Kesediaan Pemkab Banyuwangi untuk menyerahkan sistem inovasi tersebut ditandai dengan penandatanganan nota kesepahaman antara Menpan RB Asman Abnur dan Bupati Abdullah Azwar Anas dalam Forum Nasional Replikasi Inovasi Pelayanan Publik 2016 di Bandung, Rabu (26/10).

“Kami bersyukur inovasi di Banyuwangi dipilih untuk direplikasikan. Ini penghargaan pemerintah pusat bagi daerah. Hal ini membuat daerah semakin terpacu untuk maju. Ini menunjukkan perhatian dan penghargaan pemerintah pusat atas kerja yang dilakukan daerah,” kata Anas saat dihubungi.

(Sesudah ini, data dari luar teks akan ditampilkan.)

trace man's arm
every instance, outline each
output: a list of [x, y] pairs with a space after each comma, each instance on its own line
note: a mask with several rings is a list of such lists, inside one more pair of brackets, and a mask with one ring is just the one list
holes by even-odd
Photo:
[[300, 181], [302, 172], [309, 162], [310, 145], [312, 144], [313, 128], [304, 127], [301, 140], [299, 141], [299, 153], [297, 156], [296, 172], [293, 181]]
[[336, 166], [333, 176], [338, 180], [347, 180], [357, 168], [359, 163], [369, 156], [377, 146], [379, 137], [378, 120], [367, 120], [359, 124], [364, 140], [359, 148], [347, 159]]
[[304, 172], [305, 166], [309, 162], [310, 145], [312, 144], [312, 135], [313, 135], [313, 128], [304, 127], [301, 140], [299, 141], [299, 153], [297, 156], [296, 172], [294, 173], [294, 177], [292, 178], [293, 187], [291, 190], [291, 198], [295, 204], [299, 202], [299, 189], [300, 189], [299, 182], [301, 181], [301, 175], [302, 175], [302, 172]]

Oleh Kemenpan RB, Banyuwangi juga diminta melakukan transfer of knowledge inovasi pelayanan publik, khususnya di bidang pengelolaan anggaran daerah.

Diharapkan kabupaten/kota di seluruh Indonesia yang turut diundang pada acara ini bisa menyerap informasi itu hingga nantinya bisa mereplikasi program di masing-masing daerah .

“Inilah wujud nyata keindonesiaan, karena tak lagi bicara kabupaten saya atau kota Anda, tetapi berembuk bagaimana mengaplikasikan yang baik di satu daerah ke daerah yang lain demi pelayanan kepada masyarakat,” kata Anas.

Terkait inovasi pengelolaan anggaran, Anas menjelaskan, Banyuwangi telah mengintegrasikan perencanaan, tata kelola, hingga evaluasi memanfaatkan teknologi informasi yang bisa diakses secara luas.

Banyuwangi juga menerapkan sistem akrual selama tiga tahun terakhir. Banyuwangi menjadi kabupaten pertama di Jawa Timur dan tiga se-Indonesia yang telah menerapkan sistem akuntansi berbasis akrual sejak 2014.

Selain itu, imbuh Anas, Banyuwangi menerapkan e-audit terintegrasi. Auditor tidak memerlukan surat izin untuk masuk ke seluruh dinas hingga desa-desa. E-audit juga bisa langsung mengecek tindak lanjut rekomendasi Badan Pemeriksa Keuangan (BPK).

“Semua langsung jalan lewat online secara real time, termasuk mengaudit hingga ke desa-desa,” ujarnya.